Se enrolaron en un mercante al terminar la mili, con los ahorros compró el islote. “Mi barco varado”, lo llamaba. Poco a poco fue reparando el faro, el embarcadero, el muro. Una mañana de primavera apareció una extranjera preguntado si podía coger los corchos que el mar abandonaba entre las rocas. Bernabé asintió. No volvió a ser el mismo. Vivía para ella. Por el día buscando redes, maderas y conchas para sus esculturas marinas, por las noches amándose. A veces, a la luz de las estrellas, leía las aventuras de Odiseo. “Me llamo Nausica, hija del rey de los Feacios. Y tú, extranjero, ¿quién eres? ¿de qué país vienes?”. “Soy Odiseo, rey de Ítaca”. O recitaba las Máximas de Epicuro. “Si quieres ser feliz, medítalas”, repetía. Un día se marchó a su país, y él se fue tras ella. El instinto de supervivencia lo llevó a inventarse la existencia de ese amigo. Esa creía que había sido su vida hasta que hablé con su mujer.

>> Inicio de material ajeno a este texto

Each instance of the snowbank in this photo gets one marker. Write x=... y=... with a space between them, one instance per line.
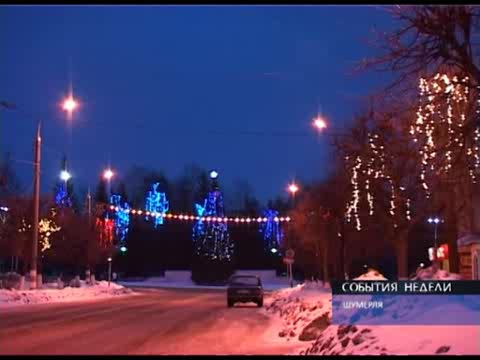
x=430 y=274
x=302 y=315
x=67 y=294
x=371 y=274
x=175 y=283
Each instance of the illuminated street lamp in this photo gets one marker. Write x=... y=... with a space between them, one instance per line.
x=319 y=123
x=69 y=105
x=435 y=221
x=108 y=175
x=109 y=270
x=213 y=174
x=293 y=188
x=65 y=175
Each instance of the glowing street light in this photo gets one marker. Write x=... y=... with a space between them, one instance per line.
x=70 y=104
x=319 y=123
x=435 y=221
x=293 y=188
x=108 y=174
x=213 y=174
x=65 y=175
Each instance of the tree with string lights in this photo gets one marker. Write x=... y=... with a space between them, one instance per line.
x=211 y=239
x=382 y=164
x=434 y=56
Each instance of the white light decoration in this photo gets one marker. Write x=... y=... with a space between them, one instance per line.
x=439 y=128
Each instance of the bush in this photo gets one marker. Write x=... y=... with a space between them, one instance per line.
x=75 y=282
x=10 y=281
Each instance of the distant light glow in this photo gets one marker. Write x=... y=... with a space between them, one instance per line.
x=293 y=188
x=108 y=174
x=65 y=175
x=319 y=123
x=70 y=104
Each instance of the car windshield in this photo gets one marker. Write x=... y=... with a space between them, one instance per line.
x=245 y=281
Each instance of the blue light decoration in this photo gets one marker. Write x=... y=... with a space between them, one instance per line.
x=156 y=203
x=121 y=218
x=211 y=239
x=271 y=231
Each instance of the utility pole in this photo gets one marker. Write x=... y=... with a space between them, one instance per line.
x=36 y=208
x=89 y=207
x=89 y=216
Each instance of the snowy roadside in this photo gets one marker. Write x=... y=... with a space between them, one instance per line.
x=50 y=294
x=302 y=315
x=163 y=283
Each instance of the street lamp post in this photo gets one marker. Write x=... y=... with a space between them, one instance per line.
x=292 y=189
x=109 y=270
x=36 y=208
x=435 y=221
x=107 y=175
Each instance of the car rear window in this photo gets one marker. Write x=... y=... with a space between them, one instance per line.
x=245 y=281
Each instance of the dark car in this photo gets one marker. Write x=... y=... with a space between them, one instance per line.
x=244 y=288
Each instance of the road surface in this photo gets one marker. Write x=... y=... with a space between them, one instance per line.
x=151 y=322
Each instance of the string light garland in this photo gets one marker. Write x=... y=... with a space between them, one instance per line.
x=374 y=165
x=439 y=128
x=156 y=202
x=190 y=217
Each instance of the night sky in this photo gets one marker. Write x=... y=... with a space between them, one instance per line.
x=165 y=87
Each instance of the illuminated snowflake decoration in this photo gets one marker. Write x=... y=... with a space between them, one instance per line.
x=121 y=218
x=156 y=204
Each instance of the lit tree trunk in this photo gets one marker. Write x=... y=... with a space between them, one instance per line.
x=401 y=249
x=326 y=274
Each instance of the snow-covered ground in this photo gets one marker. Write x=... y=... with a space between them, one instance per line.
x=50 y=293
x=302 y=315
x=162 y=282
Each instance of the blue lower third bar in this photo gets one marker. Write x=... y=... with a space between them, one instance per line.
x=406 y=309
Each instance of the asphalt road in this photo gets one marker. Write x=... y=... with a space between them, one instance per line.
x=151 y=322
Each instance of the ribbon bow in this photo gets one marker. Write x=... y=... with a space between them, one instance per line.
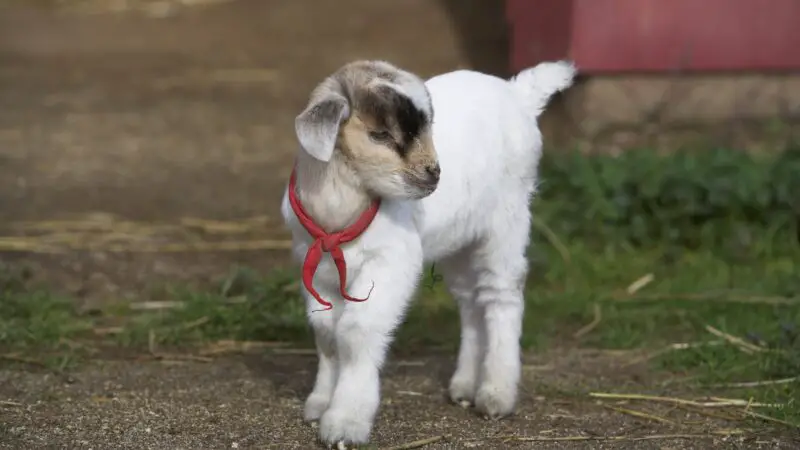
x=325 y=242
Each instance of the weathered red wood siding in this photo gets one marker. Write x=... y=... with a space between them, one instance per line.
x=605 y=36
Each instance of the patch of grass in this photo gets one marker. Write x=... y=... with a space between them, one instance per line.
x=34 y=318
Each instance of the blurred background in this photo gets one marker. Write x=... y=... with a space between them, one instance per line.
x=144 y=146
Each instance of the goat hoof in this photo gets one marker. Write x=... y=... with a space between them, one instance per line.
x=315 y=407
x=495 y=404
x=337 y=427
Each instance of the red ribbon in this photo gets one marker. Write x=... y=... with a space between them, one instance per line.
x=329 y=243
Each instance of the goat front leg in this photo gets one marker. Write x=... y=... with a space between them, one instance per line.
x=363 y=334
x=323 y=325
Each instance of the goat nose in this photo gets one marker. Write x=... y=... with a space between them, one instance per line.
x=434 y=171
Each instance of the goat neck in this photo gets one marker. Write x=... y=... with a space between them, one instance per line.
x=330 y=192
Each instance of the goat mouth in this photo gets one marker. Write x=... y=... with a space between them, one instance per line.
x=423 y=189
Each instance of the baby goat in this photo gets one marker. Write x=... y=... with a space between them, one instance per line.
x=414 y=172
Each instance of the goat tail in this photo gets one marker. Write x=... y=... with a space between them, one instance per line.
x=537 y=84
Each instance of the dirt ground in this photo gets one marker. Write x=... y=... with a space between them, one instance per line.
x=190 y=115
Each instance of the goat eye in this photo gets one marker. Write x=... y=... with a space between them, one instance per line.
x=381 y=136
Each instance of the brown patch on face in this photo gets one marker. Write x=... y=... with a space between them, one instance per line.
x=418 y=166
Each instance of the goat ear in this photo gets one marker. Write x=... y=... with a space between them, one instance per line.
x=317 y=127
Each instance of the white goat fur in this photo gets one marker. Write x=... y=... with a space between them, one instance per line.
x=475 y=226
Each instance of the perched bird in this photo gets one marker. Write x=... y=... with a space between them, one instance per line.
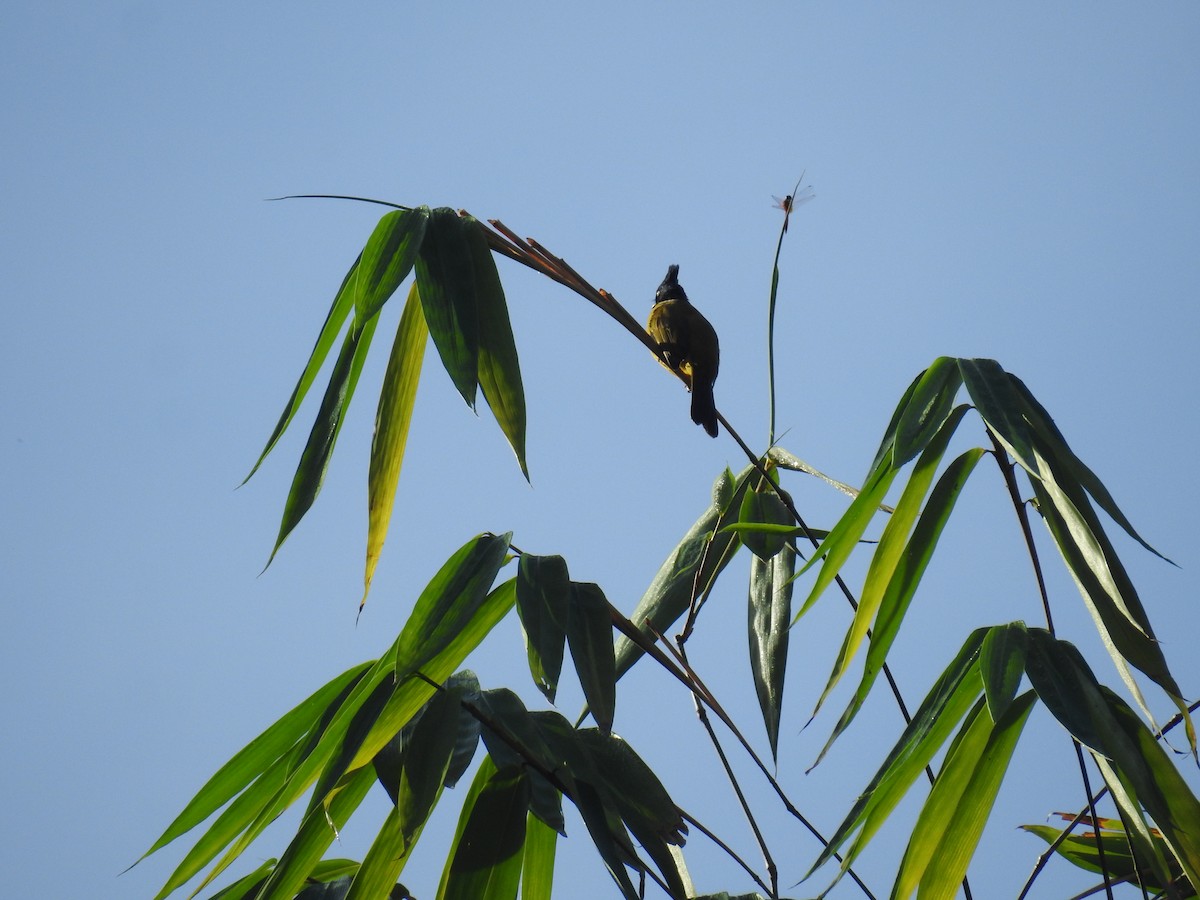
x=689 y=346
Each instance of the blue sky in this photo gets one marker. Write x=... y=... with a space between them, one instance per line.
x=996 y=181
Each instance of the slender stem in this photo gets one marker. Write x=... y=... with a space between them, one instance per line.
x=702 y=714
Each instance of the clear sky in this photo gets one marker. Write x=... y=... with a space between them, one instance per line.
x=1005 y=181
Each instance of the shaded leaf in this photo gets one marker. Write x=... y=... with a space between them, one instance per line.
x=544 y=593
x=690 y=569
x=393 y=418
x=589 y=636
x=315 y=460
x=445 y=277
x=387 y=259
x=343 y=301
x=499 y=372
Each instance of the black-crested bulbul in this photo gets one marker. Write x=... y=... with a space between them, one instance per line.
x=689 y=346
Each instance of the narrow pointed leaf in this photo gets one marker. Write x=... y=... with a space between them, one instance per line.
x=1001 y=408
x=319 y=449
x=903 y=585
x=589 y=636
x=393 y=418
x=769 y=609
x=313 y=838
x=892 y=547
x=1002 y=664
x=343 y=301
x=499 y=372
x=953 y=694
x=544 y=592
x=690 y=569
x=538 y=867
x=253 y=760
x=1056 y=445
x=388 y=258
x=952 y=821
x=927 y=409
x=487 y=856
x=447 y=282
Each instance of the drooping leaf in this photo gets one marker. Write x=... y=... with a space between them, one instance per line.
x=393 y=418
x=769 y=607
x=690 y=569
x=931 y=401
x=893 y=547
x=1002 y=664
x=485 y=863
x=388 y=258
x=953 y=694
x=499 y=372
x=904 y=581
x=589 y=636
x=317 y=453
x=447 y=282
x=343 y=301
x=951 y=823
x=544 y=593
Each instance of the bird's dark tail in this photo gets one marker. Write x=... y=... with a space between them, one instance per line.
x=703 y=408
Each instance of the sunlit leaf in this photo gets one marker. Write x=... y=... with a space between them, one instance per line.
x=447 y=282
x=544 y=593
x=393 y=418
x=387 y=259
x=589 y=636
x=319 y=449
x=343 y=303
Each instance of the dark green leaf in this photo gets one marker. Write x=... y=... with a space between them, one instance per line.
x=447 y=282
x=319 y=449
x=1002 y=664
x=933 y=397
x=544 y=594
x=343 y=301
x=691 y=568
x=499 y=372
x=388 y=258
x=589 y=636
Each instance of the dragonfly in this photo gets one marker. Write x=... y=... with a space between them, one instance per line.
x=792 y=201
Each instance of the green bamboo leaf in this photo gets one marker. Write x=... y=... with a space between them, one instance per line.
x=388 y=258
x=1161 y=789
x=257 y=756
x=763 y=505
x=450 y=603
x=343 y=301
x=384 y=861
x=894 y=546
x=846 y=533
x=313 y=838
x=1074 y=468
x=499 y=371
x=447 y=282
x=1001 y=408
x=949 y=826
x=1002 y=664
x=544 y=592
x=769 y=610
x=953 y=694
x=929 y=406
x=538 y=867
x=485 y=863
x=589 y=636
x=690 y=569
x=317 y=453
x=393 y=418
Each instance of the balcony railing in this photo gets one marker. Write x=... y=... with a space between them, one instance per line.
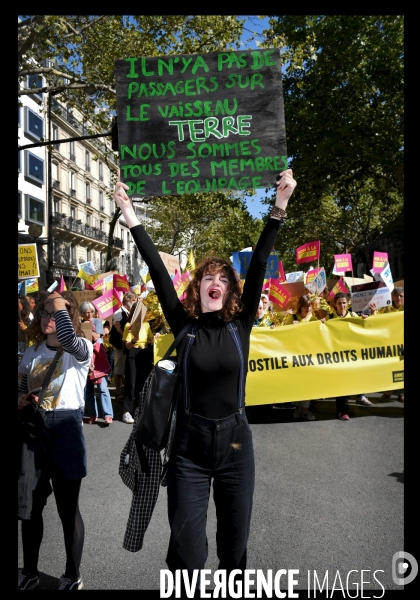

Aunque algunos detalles –que te contaré en otra ocasión– me habían hecho sospechar que Bernabé y él eran la misma persona.
Quizá opines, como nuestro amigo Séneca, que entre amigos no debería de haber secretos. “¿Por qué tengo que ocultar palabra alguna ante mi amigo? ¿Por qué delante de él no tengo que sentirme como si estuviese solo?”. No se oculta lo que se ignora. Además conviene guardarse algo para sí porque no hay mejor amigo que uno mismo. Eso al menos aconseja nuestro amigo Montaigne: “Siempre conviene tener una estancia, secreta y propia, en al que establezcamos nuestra verdadera libertad y nuestra principal soledad y retiro. Allí es donde debemos ordinariamente platicar con nosotros mismos, haciendo ese lugar tan privado que ningún conocimiento ni amistad extraña penetre”. No olvides, sin embargo, la advertencia de nuestro amigo Goethe: “Cuando me piden un consejo, jamás me niego a darlo, pero impongo la condición de que no han de seguirlo”.